Excluding special characters in Apache pig data

I am using Apache Pig to process some data.
There are several lines in my dataset that contain ie special characters (#,{}[])


This swing book program says that you cannot avoid these symbols.

So how can I process my data without removing special characters?

I was thinking about replacing them but would like to avoid it.

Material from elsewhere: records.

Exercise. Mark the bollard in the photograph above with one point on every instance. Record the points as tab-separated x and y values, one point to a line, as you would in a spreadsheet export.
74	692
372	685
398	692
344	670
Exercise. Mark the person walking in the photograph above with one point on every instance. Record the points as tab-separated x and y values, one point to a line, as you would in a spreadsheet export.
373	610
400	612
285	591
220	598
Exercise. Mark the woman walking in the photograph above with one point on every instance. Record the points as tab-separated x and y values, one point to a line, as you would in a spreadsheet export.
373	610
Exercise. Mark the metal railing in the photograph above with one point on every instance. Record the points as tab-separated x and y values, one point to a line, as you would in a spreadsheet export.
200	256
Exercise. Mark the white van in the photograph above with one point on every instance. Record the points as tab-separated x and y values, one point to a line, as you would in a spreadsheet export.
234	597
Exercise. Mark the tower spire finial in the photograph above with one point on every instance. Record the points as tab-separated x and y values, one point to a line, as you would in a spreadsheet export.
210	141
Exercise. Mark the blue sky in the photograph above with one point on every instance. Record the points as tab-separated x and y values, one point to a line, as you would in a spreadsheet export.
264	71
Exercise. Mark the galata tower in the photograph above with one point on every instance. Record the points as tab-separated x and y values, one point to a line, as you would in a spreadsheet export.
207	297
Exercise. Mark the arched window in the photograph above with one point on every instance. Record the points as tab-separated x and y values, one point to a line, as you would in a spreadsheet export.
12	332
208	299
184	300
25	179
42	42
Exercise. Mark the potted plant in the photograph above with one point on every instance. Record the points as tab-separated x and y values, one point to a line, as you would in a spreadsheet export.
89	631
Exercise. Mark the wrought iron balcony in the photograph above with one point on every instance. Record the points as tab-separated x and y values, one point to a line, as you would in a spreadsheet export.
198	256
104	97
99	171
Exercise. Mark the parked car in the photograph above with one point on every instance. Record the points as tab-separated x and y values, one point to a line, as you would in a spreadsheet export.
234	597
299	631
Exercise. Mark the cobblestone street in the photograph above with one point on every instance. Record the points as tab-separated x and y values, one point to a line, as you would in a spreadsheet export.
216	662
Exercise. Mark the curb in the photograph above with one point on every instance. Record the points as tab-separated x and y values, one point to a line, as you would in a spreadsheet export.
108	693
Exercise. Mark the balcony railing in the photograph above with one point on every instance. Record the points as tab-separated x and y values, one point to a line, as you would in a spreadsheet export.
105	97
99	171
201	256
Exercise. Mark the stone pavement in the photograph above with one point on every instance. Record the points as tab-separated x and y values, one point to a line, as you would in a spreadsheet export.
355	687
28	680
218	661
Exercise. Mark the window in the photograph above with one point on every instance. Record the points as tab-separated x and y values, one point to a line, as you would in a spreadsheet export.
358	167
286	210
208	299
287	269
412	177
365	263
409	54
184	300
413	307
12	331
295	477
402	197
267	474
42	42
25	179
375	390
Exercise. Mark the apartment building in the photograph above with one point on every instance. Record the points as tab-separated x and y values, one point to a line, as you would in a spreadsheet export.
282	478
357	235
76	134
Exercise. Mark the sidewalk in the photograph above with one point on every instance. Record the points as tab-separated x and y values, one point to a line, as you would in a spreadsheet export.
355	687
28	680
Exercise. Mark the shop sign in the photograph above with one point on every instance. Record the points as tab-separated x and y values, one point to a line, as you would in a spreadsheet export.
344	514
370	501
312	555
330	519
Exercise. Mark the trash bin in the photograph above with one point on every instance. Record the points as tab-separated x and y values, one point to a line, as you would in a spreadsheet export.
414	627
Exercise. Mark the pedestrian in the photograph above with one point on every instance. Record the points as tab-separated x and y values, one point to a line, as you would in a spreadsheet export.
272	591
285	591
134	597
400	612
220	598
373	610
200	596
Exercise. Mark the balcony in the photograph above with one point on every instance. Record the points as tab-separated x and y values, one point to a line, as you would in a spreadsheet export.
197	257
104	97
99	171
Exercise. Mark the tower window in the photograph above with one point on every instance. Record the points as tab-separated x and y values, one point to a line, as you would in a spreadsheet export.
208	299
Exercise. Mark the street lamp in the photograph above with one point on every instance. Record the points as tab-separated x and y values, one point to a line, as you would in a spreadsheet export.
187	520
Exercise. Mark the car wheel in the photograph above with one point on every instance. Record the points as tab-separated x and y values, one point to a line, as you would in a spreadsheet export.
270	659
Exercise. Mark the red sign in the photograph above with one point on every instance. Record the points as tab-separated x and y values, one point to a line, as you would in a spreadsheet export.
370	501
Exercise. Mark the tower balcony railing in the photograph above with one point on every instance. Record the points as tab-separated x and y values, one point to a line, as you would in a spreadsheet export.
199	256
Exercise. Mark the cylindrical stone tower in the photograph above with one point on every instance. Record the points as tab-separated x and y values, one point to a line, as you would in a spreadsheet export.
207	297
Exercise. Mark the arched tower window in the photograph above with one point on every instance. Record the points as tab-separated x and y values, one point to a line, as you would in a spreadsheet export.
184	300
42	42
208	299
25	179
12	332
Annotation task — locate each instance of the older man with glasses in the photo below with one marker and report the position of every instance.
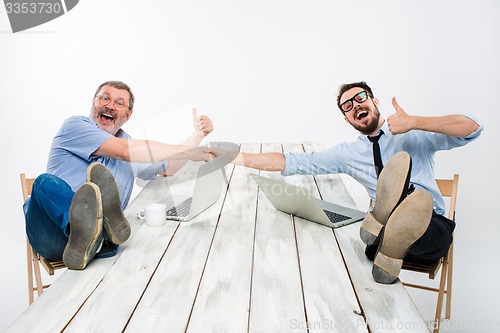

Have you tried loading your data? There is no way to avoid these characters when they are part of values ​​in a tuple, bag, or map, but there is no problem loading these characters into part of a string. Just specify this field as type chararray


The only problem you will have to face is if your lines always have a character that Pig uses as a field separator, for example if you USING PigStorage(',')

and your lines contain commas. But as long as you don't tell Pig to parse your field as a map #

, [

and ]

will handle just fine.



The easiest way:

input = LOAD 'inputLocation' USING TextLoader() as unparsedString:chararray;


The TextLoader just reads each line of input into a string no matter what's inside that line. Then you can use your own parsing logic.



When writing a loader function instead of returning tuples, e.g. maps as String (and hence later relying on Utf8StorageConverter to get the correct conversion):

Tuple tuple = tupleFactory.newTuple( 1 );
tuple.set(0, new DataByteArray("[age#22, name#joel]"));


you can build and install Java map directly:

HashMap<String, Object> map = new HashMap<String, Object>(2);
map.put("age", 22);
map.put("name", "joel");
tuple.set(0, map);


This is useful especially if you need to parse at boot time.